Lalu apa yang akan kau berikan pada anakmu? Ingin menjadikan kampus sebagai penjara kebebasan intelektual atau ingin membuat kami sekaku-kakunya kaku? Bakwan saja di kantin ketika sudah kaku akan membuat siapa saja berpikir untuk memakannya. Apalagi mahasiswa sebagai agen of change, social kontrol dan lain sebagainya harus bak robot yang kaku ketika diperhadapkan dengan masyarakat. Semoga saja tidak ada rencana mengirim mahasiswa ke planet untuk mengabdi.

Dalam UUD 1945 tujuan mulia dari pendidikan adalah mencerdaskan kehidupan bangsa, lalu mengapa di kampus langkah-langkah pencerdasan justru harus terpotong oleh aturan yang saya rasa miskonstitusi. Kampus menginginkan mahasiswa berprestasi lalu wadah transformasi ilmu dihancurkan, waktu kreativitas mahasiswa dibatasi dan kritik membangun harus dibungkam. Olehnya kampus bisa dikata tidak konsisten dalam berbagai kebijakan serta memiliki keinginan yang sangat kontradiksi dengan keinginan yang ditekankan pada mahasiswa.
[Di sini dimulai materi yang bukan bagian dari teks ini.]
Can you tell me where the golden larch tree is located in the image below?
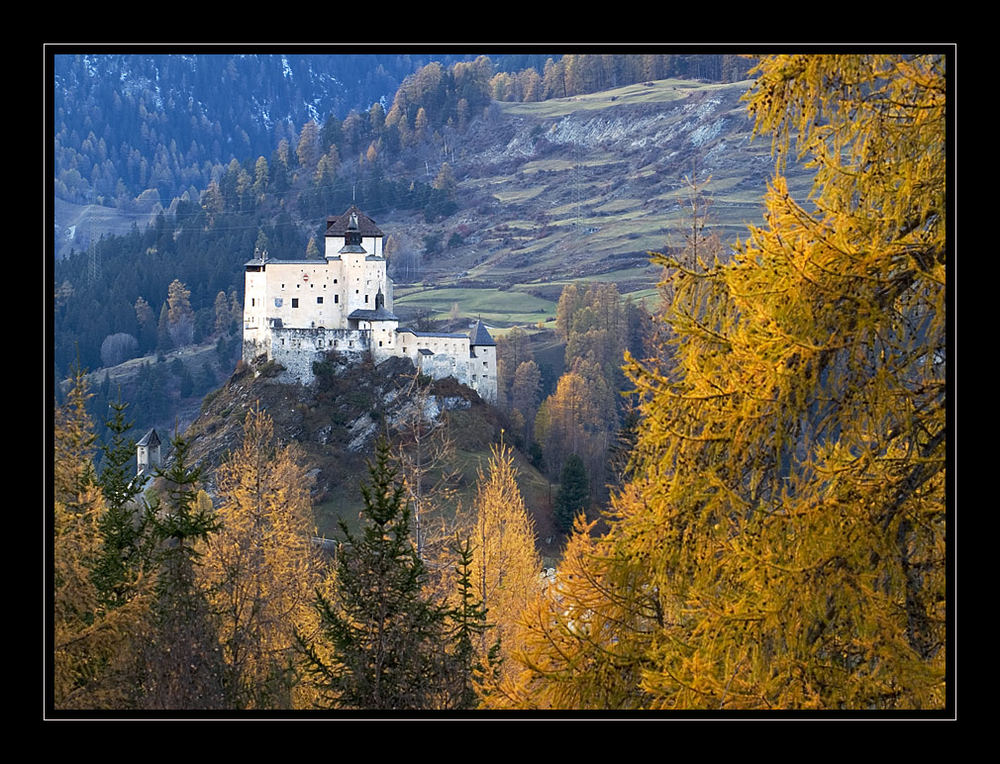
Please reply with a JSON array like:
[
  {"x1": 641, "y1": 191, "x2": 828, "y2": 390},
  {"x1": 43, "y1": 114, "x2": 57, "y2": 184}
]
[
  {"x1": 201, "y1": 407, "x2": 322, "y2": 709},
  {"x1": 470, "y1": 444, "x2": 542, "y2": 700},
  {"x1": 512, "y1": 54, "x2": 947, "y2": 710}
]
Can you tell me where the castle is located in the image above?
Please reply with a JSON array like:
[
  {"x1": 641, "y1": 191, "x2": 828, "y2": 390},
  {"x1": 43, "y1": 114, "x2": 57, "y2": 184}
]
[{"x1": 243, "y1": 205, "x2": 497, "y2": 403}]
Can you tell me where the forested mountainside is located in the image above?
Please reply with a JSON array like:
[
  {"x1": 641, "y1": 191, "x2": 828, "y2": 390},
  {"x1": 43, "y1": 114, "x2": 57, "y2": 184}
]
[
  {"x1": 45, "y1": 52, "x2": 948, "y2": 720},
  {"x1": 54, "y1": 56, "x2": 766, "y2": 373},
  {"x1": 52, "y1": 48, "x2": 748, "y2": 255}
]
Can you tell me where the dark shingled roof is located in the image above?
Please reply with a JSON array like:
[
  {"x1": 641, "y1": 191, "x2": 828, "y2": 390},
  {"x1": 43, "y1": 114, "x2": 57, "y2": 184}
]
[
  {"x1": 326, "y1": 204, "x2": 384, "y2": 236},
  {"x1": 136, "y1": 429, "x2": 160, "y2": 446},
  {"x1": 469, "y1": 321, "x2": 496, "y2": 345}
]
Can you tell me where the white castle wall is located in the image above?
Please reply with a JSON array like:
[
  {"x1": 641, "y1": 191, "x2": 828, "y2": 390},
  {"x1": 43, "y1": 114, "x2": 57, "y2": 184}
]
[{"x1": 243, "y1": 207, "x2": 496, "y2": 402}]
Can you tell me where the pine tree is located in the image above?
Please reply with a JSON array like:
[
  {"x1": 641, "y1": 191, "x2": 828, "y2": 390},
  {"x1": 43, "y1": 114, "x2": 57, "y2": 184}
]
[
  {"x1": 554, "y1": 454, "x2": 590, "y2": 533},
  {"x1": 299, "y1": 441, "x2": 446, "y2": 710},
  {"x1": 94, "y1": 391, "x2": 152, "y2": 609},
  {"x1": 446, "y1": 539, "x2": 492, "y2": 709},
  {"x1": 139, "y1": 434, "x2": 226, "y2": 710},
  {"x1": 51, "y1": 369, "x2": 148, "y2": 709}
]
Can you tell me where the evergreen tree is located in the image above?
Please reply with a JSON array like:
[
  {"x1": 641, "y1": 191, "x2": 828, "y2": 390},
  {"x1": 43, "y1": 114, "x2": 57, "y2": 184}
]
[
  {"x1": 51, "y1": 369, "x2": 148, "y2": 709},
  {"x1": 140, "y1": 435, "x2": 226, "y2": 710},
  {"x1": 555, "y1": 454, "x2": 590, "y2": 533},
  {"x1": 524, "y1": 54, "x2": 949, "y2": 711},
  {"x1": 299, "y1": 442, "x2": 447, "y2": 710},
  {"x1": 446, "y1": 539, "x2": 492, "y2": 709},
  {"x1": 94, "y1": 390, "x2": 151, "y2": 609}
]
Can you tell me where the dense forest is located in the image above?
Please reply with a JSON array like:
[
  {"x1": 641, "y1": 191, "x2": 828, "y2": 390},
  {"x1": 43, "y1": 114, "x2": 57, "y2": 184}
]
[
  {"x1": 48, "y1": 51, "x2": 955, "y2": 716},
  {"x1": 53, "y1": 54, "x2": 750, "y2": 440}
]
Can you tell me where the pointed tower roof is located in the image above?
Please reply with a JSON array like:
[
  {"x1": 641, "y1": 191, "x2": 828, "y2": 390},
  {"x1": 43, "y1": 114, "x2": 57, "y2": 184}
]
[
  {"x1": 326, "y1": 204, "x2": 385, "y2": 236},
  {"x1": 469, "y1": 320, "x2": 496, "y2": 345},
  {"x1": 136, "y1": 429, "x2": 160, "y2": 447}
]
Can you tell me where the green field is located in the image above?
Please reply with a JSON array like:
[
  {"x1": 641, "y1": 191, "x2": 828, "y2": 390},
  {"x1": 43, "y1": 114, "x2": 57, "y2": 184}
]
[{"x1": 394, "y1": 287, "x2": 556, "y2": 326}]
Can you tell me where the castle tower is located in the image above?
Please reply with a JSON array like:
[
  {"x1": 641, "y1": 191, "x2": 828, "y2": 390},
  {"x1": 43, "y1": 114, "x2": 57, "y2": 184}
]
[
  {"x1": 469, "y1": 320, "x2": 497, "y2": 403},
  {"x1": 135, "y1": 430, "x2": 160, "y2": 477}
]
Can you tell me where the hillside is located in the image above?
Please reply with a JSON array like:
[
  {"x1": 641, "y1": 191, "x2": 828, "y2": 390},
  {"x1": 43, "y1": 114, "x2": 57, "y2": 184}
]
[
  {"x1": 368, "y1": 80, "x2": 801, "y2": 326},
  {"x1": 184, "y1": 352, "x2": 561, "y2": 557}
]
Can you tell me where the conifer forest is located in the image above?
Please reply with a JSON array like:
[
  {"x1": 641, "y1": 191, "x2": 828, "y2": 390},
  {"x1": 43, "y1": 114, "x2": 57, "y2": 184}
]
[{"x1": 44, "y1": 46, "x2": 956, "y2": 719}]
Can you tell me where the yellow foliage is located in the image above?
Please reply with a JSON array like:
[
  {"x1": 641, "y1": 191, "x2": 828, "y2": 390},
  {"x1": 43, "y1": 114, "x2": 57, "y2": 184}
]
[
  {"x1": 470, "y1": 444, "x2": 542, "y2": 700},
  {"x1": 526, "y1": 55, "x2": 946, "y2": 710}
]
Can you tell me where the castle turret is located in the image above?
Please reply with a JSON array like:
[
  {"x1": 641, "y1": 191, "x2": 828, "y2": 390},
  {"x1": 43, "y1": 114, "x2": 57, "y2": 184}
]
[
  {"x1": 135, "y1": 430, "x2": 160, "y2": 477},
  {"x1": 469, "y1": 320, "x2": 497, "y2": 403}
]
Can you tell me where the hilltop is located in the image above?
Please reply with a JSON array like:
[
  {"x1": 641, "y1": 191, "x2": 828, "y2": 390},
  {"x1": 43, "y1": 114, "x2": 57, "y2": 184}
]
[{"x1": 184, "y1": 356, "x2": 557, "y2": 556}]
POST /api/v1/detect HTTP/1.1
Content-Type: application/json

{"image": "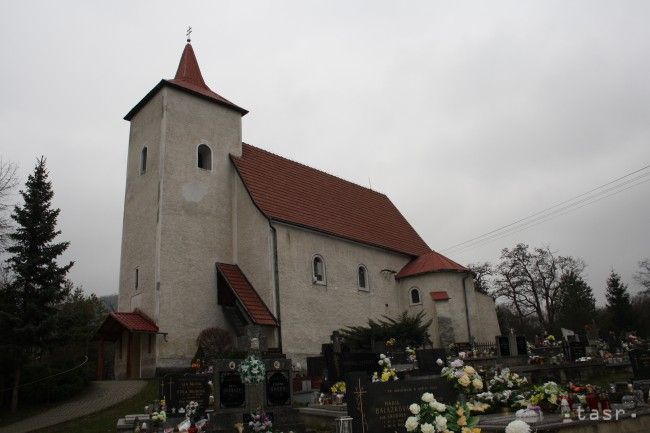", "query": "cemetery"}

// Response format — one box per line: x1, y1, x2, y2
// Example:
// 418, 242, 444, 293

117, 318, 650, 433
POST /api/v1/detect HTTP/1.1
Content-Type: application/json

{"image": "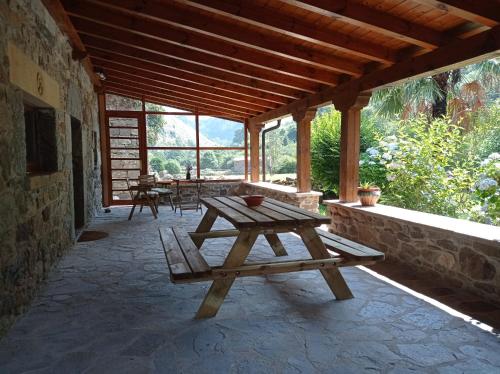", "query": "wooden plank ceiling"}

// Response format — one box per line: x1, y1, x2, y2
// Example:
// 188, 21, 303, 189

Saya tegaskan kampus hari ini telah mengidap Sindrom Bipolar. Tepatnya memiliki pernyataan dan keputusan yang tidak jelas dan berubah-ubah, bahkan parahnya kadangkala antara kebijakan dan harapan itu tidak relevan.

Meskipun demikian ini, tentunya tak layak jadi titik tolak terhadap munculnya dekandensi intelektual, kreativitas dan suara-suara perlawanan mahasiswa. Justru beberapa penunjang peradaban ini harus tetap eksis pada cita-citanya. Meski kampus nyatanya dengan berbagai terobosan kebijakan tak sama sekali mengarah pada peradaban. Maka mahasiswa menegaskan peradaban itu selalu ada dalam setiap gerak sederhana mahasiswa.

Tulisan ini alangkah bagusnya ditutup dengan sebuah fragmen yang sangat menarik dengan penjabaran filsafat waktu dari Martin Heideger, salah satu filsuf eksistesialisme asal Jerman yang berpandangan bahwa dalam waktu itu manusia harus mengada(eksis). Tentunya yang dimaksud mengada oleh Heideger di sini adalah eksis pada diri atau tetap menjadi diri sendiri tidak menjadi orang lain, tidak menjadi yang orang lain pilihkan, tidak menjadi yang organisasimu dan kampusmu pilihkan. Waktu adalah wadah atau perantara untuk kita sebagai manusia mempertegas eksistensinya.

Jadi tak selayaknya kampus memilihkan jalan pada mahasiswanya apalagi jalan yang hanya akan memoderasi gerakan intelektual dan ruang kreativitas serta hanya akan menjadi selaput pada nalar kritis mahasiswa.

*Penulis merupakam mahasiswa Jurusan Peradilan Agama Fakultas Syariah dan Hukum (FSH).